The 10 to 15 percent rate of pathological traffic hitting Fair Isaac’s small sample of advertisers, less than a dozen sites, far exceeds the 0.02 percent rate touted by Google.

It’s news that has grabbed the attention of the search industry. Even though Fair Isaac has been careful to note it only discussed early results of its study at InterACT 2007, the figures they have found for advertisers being charged for illicit clicks corroborates some third party research into the matter.

We talked with Dr. Joseph Milana, who worked on the Fair Isaac click fraud study. He stressed the expertise Fair Isaac possesses after years of fraud detection in other industries, and that it could be applied to illicit clicks.

A follow-up message we received from Google bears out Dr. Milana’s point. Google and Fair Isaac both use statistical anomaly detection as part of their click fraud detection process. Here’s Google’s response:

•  We have post-click data from thousands of advertisers through our conversion tracking tool. They are claiming post-click data from a “handful” of advertisers.

•  It sounds like FI is doing the same kind of analysis we’re doing – statistical anomaly detection – only with considerable less data. That is, if you assume an advertiser has a 1% CTR, that means they are receiving 100 ad impressions (no one but Google gets ad impression data) for every one click. As a result, Google has 101 pieces of data to analyze vs. their 1.

•  Most clicks don’t result in conversions, and in fact many/most (depending on the site) clicks don’t result in much “advertiser side data”. Imagine legitimate users who click an ad and then immediately leave if they don’t like their site. That’s obviously not click fraud.

One point Dr. Milana made at InterACT will be of interest to the statisticians among our readership.
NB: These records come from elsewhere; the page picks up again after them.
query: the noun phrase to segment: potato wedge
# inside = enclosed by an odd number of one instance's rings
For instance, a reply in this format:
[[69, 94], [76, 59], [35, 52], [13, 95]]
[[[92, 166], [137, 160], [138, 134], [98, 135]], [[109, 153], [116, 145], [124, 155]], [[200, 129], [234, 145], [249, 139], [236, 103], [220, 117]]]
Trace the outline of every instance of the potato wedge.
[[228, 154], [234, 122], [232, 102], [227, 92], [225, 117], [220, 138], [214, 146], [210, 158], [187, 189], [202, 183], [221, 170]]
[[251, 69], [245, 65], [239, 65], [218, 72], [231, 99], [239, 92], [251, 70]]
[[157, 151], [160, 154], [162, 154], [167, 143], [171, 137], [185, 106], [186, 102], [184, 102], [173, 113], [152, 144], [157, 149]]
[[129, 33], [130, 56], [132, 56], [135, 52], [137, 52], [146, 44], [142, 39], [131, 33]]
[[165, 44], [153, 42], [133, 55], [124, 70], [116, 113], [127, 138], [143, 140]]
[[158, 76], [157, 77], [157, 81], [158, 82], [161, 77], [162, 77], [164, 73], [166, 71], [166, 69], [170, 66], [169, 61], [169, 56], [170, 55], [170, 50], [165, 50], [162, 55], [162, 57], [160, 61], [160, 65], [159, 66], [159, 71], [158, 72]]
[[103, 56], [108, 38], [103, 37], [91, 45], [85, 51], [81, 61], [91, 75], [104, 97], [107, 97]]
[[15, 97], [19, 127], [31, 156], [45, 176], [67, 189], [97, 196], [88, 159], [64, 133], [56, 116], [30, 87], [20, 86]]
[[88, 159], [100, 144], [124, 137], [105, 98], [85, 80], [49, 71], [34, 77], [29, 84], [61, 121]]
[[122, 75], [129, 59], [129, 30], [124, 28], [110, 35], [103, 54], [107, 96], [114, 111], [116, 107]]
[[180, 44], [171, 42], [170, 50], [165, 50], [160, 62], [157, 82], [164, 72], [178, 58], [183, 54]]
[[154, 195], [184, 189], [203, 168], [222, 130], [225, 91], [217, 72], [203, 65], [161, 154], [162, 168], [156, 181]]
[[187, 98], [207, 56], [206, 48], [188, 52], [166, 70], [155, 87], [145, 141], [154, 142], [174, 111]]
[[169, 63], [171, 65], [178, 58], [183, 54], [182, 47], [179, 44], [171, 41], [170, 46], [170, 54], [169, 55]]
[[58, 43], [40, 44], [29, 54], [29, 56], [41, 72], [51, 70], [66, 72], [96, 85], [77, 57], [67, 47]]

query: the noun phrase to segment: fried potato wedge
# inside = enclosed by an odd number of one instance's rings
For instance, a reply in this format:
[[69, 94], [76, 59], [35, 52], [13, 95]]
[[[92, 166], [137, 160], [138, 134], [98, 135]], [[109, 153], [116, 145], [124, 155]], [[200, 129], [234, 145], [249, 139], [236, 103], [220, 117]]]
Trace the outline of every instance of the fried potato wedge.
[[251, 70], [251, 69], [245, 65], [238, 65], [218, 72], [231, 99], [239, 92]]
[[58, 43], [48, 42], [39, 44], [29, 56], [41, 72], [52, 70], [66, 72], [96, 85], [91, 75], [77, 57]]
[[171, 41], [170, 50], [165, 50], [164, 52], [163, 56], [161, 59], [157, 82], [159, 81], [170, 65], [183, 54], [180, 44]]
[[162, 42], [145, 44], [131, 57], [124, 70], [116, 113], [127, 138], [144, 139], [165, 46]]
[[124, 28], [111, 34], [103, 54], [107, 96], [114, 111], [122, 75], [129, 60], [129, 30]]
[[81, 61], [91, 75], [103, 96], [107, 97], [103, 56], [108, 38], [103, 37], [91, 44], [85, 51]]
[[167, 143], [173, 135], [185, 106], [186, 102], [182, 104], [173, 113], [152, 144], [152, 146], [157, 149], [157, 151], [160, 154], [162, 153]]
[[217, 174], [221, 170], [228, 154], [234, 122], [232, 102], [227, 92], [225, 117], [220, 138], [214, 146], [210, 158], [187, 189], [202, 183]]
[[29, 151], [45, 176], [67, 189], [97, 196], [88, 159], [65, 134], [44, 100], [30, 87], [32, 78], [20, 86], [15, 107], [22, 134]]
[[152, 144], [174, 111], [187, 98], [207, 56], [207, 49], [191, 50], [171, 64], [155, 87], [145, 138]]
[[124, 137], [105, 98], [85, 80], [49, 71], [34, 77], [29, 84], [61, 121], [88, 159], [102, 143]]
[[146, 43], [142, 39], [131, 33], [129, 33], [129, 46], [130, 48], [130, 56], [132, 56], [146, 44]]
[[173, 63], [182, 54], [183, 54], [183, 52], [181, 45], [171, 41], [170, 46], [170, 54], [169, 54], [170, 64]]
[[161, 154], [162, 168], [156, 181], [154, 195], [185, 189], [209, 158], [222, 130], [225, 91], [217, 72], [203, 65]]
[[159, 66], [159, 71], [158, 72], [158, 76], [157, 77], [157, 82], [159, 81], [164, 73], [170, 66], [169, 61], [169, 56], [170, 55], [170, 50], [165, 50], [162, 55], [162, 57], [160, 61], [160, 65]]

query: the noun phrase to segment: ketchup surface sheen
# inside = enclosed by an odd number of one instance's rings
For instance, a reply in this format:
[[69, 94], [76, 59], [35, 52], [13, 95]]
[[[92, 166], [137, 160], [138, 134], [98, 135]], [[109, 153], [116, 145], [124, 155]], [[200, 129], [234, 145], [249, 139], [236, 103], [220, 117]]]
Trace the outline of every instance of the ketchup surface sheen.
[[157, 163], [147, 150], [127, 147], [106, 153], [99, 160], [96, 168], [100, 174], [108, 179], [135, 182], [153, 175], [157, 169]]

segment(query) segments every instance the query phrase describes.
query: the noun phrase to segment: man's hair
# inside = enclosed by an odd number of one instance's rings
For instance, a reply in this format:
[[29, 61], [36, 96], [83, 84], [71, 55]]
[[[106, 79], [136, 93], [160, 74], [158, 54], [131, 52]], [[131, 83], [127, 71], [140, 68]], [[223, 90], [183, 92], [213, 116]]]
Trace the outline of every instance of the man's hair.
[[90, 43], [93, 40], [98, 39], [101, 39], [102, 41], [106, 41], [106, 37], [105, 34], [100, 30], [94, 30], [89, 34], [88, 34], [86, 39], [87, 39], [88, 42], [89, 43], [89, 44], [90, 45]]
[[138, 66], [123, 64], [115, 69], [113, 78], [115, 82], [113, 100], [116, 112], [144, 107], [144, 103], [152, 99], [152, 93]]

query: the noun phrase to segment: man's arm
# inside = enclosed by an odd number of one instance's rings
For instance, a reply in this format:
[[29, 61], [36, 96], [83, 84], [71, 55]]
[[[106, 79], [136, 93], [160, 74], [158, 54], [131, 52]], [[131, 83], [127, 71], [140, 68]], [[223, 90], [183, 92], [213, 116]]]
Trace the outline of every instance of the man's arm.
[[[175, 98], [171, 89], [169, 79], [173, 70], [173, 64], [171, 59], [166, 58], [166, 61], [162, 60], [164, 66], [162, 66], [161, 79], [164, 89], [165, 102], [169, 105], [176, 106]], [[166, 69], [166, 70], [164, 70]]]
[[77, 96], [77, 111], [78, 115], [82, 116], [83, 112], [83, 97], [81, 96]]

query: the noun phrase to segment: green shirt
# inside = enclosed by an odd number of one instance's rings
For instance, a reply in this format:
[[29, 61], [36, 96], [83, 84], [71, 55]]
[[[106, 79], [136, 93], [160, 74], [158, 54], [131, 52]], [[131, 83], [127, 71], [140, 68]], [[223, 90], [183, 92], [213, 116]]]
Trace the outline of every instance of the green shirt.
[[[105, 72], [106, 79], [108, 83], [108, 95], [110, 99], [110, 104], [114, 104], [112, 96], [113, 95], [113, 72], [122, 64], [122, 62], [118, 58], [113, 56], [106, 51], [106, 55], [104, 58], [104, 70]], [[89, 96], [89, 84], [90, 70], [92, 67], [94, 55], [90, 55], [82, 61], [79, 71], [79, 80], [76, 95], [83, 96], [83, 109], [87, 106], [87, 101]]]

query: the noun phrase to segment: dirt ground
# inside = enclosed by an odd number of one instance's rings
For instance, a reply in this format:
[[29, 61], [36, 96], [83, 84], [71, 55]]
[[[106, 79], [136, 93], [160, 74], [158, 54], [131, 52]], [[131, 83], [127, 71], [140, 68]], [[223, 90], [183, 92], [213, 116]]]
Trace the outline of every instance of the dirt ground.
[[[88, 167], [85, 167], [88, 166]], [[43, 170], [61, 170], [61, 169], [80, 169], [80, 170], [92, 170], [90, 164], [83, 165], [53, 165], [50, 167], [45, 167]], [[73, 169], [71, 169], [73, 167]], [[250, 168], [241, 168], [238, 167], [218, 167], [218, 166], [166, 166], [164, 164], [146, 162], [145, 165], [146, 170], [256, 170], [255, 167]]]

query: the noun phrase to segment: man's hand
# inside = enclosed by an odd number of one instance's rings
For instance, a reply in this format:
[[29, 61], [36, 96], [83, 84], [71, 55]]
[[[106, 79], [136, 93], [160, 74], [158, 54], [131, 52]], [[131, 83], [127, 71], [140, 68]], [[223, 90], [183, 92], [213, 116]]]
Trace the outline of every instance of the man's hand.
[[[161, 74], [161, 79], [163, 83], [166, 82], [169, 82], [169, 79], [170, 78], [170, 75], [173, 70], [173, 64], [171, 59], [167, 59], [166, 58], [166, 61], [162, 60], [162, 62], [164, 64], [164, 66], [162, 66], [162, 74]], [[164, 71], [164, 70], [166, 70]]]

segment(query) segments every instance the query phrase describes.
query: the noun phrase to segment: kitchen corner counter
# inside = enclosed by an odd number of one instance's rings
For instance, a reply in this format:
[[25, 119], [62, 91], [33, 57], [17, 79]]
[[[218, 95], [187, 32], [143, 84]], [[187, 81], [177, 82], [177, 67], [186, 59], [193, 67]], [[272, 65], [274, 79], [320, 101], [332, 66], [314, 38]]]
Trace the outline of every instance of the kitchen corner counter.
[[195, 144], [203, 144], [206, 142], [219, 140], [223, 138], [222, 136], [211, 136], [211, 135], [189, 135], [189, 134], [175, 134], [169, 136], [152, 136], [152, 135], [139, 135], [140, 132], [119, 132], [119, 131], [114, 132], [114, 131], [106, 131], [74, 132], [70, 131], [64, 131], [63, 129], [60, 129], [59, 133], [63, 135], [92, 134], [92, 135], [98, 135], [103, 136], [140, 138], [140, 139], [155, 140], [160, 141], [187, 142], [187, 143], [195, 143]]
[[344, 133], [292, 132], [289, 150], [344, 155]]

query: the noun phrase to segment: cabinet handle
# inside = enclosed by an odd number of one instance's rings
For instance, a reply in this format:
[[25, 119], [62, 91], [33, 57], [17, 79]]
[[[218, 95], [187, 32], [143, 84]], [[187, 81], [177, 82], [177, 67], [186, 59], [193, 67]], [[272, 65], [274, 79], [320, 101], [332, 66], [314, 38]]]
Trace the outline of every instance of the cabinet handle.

He said Google’s automated effectiveness claims at detecting click fraud would be roughly equal to a Kolmogorov-Smirnov Test score of 95.

He called that figure “not believable.” Without some more openness from Google into their fraud detection methods, which they guard closely for the protection of their advertisers, or more results from the Fair Isaac test, it’s hard to tell who to believe right now.